IS THE TEXAS CHAINSAW MASSACRE REALLY THAT MUCH OF A VIOLENT NIGHTMARE?

The film gets pretty violent, especially for the 70s. But it’s hard to understand how the slashing and murdering is terrifying. The Texas Chainsaw Massacre is still pretty decent and doesn’t rely on sexual content.

Storyline

A young woman and her friends travel to the grave of her grandfather after hearing that it may have been vandalised. But when they stop along the way to her grandfather’s house, they are terrorised by a chainsaw-wielding killer.

Movie Images

Movie details

Director: Tobe Hooper
Cast: Marilyn Burns, Paul A. Partain, Edwin Neal, Jim Siedow, Gunnar Hansen
Writer: Tobe Hooper, Kim Henkel
Release Date (Australia): 9 February 1984
Runtime: 83 minutes/1h 23m
Genre: Horror
Country: USA
Language: English

CONTENT GUIDE (WARNING: MAY CONTAIN SPOILERS)

Themes (R18+)

The film contains high impact horror themes and torture throughout, as well as depictions of corpses of people and images of animal slaughter.

Violence (R18+)

The film features brief depictions of characters being cut or attacked with sledgehammers and chainsaws. These scenes occasionally depict large amounts of blood detail.

Coarse Language (PG)

The film includes occasional coarse language in the form of use of the words “bitch”, “s**t” and “damn”.

mpaa rating

R (for an unknown reasoning)

Aussie boy's thoughts

The Texas Chainsaw Massacre is completely overrated. The film unquestionably lives up to its brutal-sounding name, but it’s basically just a bunch of friends running around being slashed and slaughtered like any average psycho horror film. The bloody murders are disturbing, but how do so many people find it terrifying? And just how is it even considered one of the best horror classics?

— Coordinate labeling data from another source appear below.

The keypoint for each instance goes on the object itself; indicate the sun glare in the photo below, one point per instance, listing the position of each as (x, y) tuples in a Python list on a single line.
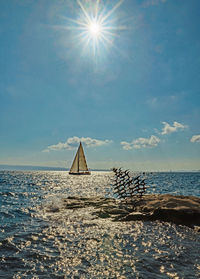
[(96, 26), (94, 29)]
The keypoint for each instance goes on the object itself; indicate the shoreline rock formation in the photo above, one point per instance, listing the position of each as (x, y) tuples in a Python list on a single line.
[(181, 210)]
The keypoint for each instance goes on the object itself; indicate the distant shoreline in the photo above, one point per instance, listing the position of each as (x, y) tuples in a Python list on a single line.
[(45, 168), (37, 168)]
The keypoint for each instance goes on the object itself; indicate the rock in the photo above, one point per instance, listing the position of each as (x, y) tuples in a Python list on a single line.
[(184, 210)]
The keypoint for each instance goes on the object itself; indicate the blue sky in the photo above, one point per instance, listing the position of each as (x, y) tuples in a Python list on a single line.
[(134, 101)]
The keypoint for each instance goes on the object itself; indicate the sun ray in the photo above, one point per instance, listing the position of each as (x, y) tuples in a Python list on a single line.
[(96, 26)]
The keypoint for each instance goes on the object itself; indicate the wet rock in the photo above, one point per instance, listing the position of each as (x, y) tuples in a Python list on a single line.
[(184, 210)]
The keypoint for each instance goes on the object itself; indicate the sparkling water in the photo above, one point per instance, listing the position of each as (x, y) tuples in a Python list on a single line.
[(39, 238)]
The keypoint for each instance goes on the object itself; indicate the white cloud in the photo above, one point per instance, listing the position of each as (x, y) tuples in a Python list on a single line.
[(73, 142), (148, 3), (195, 138), (167, 129), (141, 143)]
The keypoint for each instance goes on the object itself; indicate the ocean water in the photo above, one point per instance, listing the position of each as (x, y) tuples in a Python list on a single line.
[(39, 238)]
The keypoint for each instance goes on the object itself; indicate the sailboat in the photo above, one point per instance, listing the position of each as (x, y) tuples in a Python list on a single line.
[(79, 165)]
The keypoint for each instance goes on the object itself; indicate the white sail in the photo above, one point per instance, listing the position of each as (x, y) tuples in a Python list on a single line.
[(79, 165)]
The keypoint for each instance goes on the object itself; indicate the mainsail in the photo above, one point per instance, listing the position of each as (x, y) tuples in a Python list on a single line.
[(79, 165)]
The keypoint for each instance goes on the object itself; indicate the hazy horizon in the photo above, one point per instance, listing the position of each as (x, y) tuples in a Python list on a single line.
[(122, 77)]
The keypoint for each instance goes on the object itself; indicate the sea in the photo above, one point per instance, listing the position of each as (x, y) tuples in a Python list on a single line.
[(39, 238)]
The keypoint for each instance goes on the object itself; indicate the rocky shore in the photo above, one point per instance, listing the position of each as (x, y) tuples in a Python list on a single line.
[(182, 210)]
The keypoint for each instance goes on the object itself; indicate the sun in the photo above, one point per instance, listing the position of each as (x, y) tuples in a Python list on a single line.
[(95, 27)]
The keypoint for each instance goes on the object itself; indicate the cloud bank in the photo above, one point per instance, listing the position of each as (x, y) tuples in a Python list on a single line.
[(195, 138), (72, 143), (141, 143), (167, 129)]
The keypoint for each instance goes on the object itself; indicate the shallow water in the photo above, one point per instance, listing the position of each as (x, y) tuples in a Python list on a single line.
[(41, 239)]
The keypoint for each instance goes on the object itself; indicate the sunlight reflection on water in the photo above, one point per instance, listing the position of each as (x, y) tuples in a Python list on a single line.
[(40, 238)]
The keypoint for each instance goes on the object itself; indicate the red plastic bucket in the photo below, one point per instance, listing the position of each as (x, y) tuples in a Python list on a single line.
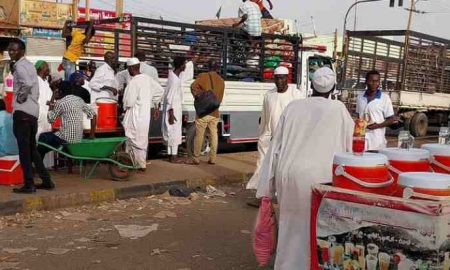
[(407, 160), (440, 157), (8, 101), (268, 73), (289, 67), (367, 173), (10, 171), (428, 186), (107, 113)]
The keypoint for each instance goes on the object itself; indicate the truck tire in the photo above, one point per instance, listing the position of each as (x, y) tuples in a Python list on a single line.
[(419, 125), (190, 136)]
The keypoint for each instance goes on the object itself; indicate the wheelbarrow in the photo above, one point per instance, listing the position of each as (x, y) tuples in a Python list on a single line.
[(101, 150)]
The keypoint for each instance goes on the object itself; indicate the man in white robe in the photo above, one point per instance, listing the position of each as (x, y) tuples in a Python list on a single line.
[(309, 133), (275, 101), (140, 95), (173, 110), (123, 77), (104, 83), (45, 95)]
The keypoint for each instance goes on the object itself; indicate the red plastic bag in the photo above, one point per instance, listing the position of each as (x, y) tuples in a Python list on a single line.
[(265, 232)]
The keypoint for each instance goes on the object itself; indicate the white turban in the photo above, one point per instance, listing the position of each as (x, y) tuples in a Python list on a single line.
[(324, 80), (281, 71), (133, 61)]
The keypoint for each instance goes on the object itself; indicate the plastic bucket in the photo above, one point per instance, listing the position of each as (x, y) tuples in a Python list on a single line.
[(440, 157), (8, 101), (368, 173), (107, 113), (407, 160), (423, 185), (57, 123), (268, 73)]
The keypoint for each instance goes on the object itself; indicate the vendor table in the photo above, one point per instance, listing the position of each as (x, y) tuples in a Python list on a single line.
[(354, 230)]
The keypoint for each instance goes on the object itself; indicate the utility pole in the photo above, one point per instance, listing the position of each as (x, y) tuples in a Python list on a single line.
[(119, 8), (75, 10), (88, 10), (356, 17), (407, 37)]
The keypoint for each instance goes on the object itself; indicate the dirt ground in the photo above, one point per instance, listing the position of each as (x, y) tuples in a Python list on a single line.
[(157, 232)]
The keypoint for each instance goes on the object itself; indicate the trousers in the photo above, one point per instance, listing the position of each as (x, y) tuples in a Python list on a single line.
[(25, 129), (201, 124)]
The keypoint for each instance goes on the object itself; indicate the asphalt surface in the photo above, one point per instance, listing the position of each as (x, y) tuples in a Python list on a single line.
[(198, 233)]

If there’s any words to describe this violent slasher, it’s decent but slow. Even despite the 80-minute runtime, the cheap scares won’t hold everyone through. It’s very well-made and the effects are amazing for the 70s, but you’d expect all the hype to be because the film is terrifying, which it honestly isn’t. It’s violent, but not scary. So it’s complete rubbish when people call the film a classic masterpiece. Even big horror fans may find the iconic slashing too sickening or nauseating, but they’ll stay for the terror. And they’ll discover by the end that The Texas Chainsaw Massacre relies on predictable violence for scares like most horror features do.

Anyway, the storyline is pretty decent so you can’t complain too much. The effects and killings are epic for a classic slasher. Plus, the film’s quality is excellent for its time. So The Texas Chainsaw Massacre is definitely worth checking out for horror/slasher fans, but doesn’t live up to the hype.